A technique of regular controlled burning was used to sustain the prairie ecosystem. Bear grass, for example, depends on regular burning for strong growth, and is known as the first plant to reappear after a fire. Burning the prairies increased plant diversity, maintained open areas for harvesting, and kept visibility for hunting. Otherwise, prairies would get swallowed up by Douglas firs. The practice was ended as settlers turned prairies into farms. Today, some researchers have found that native plants get a head-start over exotic species in recovering from fire.

 

Lewis and Clark: “Desirable Situation for a Settlement”

The Corps of Discovery stopped at the site of the Historical Reserve. Lewis and Clark both made favorable comments about the area in their journals.

Here I landed and walked on Shore, about 3 miles a fine open Prarie for about 1 mile, back of which the countrey rises gradually and wood land comencies Such as white oake, pine of different kinds, wild crabs with the tast and favour of the common crab and Several Species of undergroth of which I am not acquainted, a few Cottonwood trees & the Ash of this countrey grow Scattered on the river bank . . .   –William Clark, November 4, 1805

This valley would be copetent to the maintenance of 40 or 50 thousand souls if properly cultivated and is indeed the only desireable situation for a settlement which I have seen on the West side of the Rocky mountains.   –Merriwether Lewis, March 30, 1806

Fort Vancouver: “Beautifully Situated”

The Hudson’s Bay Company decided to move upriver from their first trading post at the mouth of the Columbia. A hundred miles upriver, Company representative John McLaughlin found a sloping riverbank leading to a prairie with forest behind. The forest would provide timber, while the prairie could easily be farmed and used for pasture. Plus, the site was already a trading center for native people. Soon Fort Vancouver was the headquarters for a huge region of the western U.S. and Canada.

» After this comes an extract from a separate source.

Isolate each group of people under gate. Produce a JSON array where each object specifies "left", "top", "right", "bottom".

One Company employee found the site so attractive that it seemed as if it had been landscaped:

The Establishment is beautifully situated on the top of a bank . . . an extensive view of the River the surrounding Country and the fine plain below which is watered by two very pretty small Lakes and studded as if artificially by clumps of Fine Timber. –George Simpson, 1825

 

Settlement: Army Arrives, Company Goes

As more American settlers came to the region, many of them made a first stop at Fort Vancouver. At the fort, new arrivals could find out more about the area, and obtain supplies. In the mid-19th century, there was a changeover from the Fort to U.S. Army barracks. The international boundary between Canada and the United States was set at its current location, resolving the question of British vs. American territories in the Pacific Northwest. The British Hudson’s Bay Company coexisted with the U.S. Army for about a decade, then moved to Victoria, in British Columbia.

Furs were the first natural resource of the Northwest to be gathered and sold on a massive scale, and so were the first to decline. The fur trade was declining by the mid-19th century, and more settlers were farming. Outside the fort, the village grew through this change in the economy, with more employees arriving from Hawaii. Near the Army Barracks (the former Fort), the City of Vancouver grew to have lumber mills, docks and canneries.

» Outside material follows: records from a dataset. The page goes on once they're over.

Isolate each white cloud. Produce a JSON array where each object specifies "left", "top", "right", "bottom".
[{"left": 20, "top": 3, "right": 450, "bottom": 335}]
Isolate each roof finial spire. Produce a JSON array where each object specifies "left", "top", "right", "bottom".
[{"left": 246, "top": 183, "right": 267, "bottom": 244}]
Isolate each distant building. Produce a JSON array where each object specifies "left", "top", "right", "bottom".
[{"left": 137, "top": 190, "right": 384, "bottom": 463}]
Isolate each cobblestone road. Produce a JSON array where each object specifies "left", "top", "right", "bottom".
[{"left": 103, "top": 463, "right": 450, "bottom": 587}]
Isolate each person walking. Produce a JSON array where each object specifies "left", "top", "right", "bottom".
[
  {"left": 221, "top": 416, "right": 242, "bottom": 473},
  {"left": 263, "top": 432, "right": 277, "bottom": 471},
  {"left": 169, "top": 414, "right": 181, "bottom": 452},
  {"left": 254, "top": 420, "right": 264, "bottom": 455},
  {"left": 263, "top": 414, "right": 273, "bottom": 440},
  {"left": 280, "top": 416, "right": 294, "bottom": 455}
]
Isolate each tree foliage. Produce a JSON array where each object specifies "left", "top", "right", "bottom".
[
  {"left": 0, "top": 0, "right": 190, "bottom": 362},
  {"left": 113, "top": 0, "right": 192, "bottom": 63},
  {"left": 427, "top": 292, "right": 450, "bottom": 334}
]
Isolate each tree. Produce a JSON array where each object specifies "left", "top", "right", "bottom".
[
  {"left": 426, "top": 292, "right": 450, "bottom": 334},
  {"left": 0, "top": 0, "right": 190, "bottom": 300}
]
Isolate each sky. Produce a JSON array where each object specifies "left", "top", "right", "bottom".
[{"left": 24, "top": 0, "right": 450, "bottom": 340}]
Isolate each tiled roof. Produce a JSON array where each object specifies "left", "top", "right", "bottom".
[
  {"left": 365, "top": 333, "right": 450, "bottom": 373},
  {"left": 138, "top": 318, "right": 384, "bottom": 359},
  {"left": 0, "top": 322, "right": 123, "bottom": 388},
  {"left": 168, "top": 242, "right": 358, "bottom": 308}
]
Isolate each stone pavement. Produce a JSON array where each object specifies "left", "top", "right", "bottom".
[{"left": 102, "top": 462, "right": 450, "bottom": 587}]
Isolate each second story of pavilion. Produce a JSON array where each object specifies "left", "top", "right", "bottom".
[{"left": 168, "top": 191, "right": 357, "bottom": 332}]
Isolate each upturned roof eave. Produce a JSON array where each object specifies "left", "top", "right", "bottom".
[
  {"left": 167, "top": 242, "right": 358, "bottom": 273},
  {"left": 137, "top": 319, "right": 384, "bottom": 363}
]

As railroads began to cross the continent to reach the West, access to Vancouver from the Midwest really opened up. People began rushing into Vancouver and Washington Territory in 1883, since they could travel easily on the Northern Pacific Railway to Portland. Once railroads reached Vancouver itself 25 years later, its position as a crossroads between east-west and north-south routes was greatly amplified.

Challenges of topography slowed the railroads in reaching Vancouver, either through the Cascades or along the Washington side (north bank) of the Columbia River. But by 1908, a Washington rail line stopped in Vancouver. Two years later, a railroad bridge crossing the Columbia River opened. The Spokane, Portland & Seattle Railway then connected Vancouver with Portland and Seattle. At the time, it was the longest double-track bridge in the country.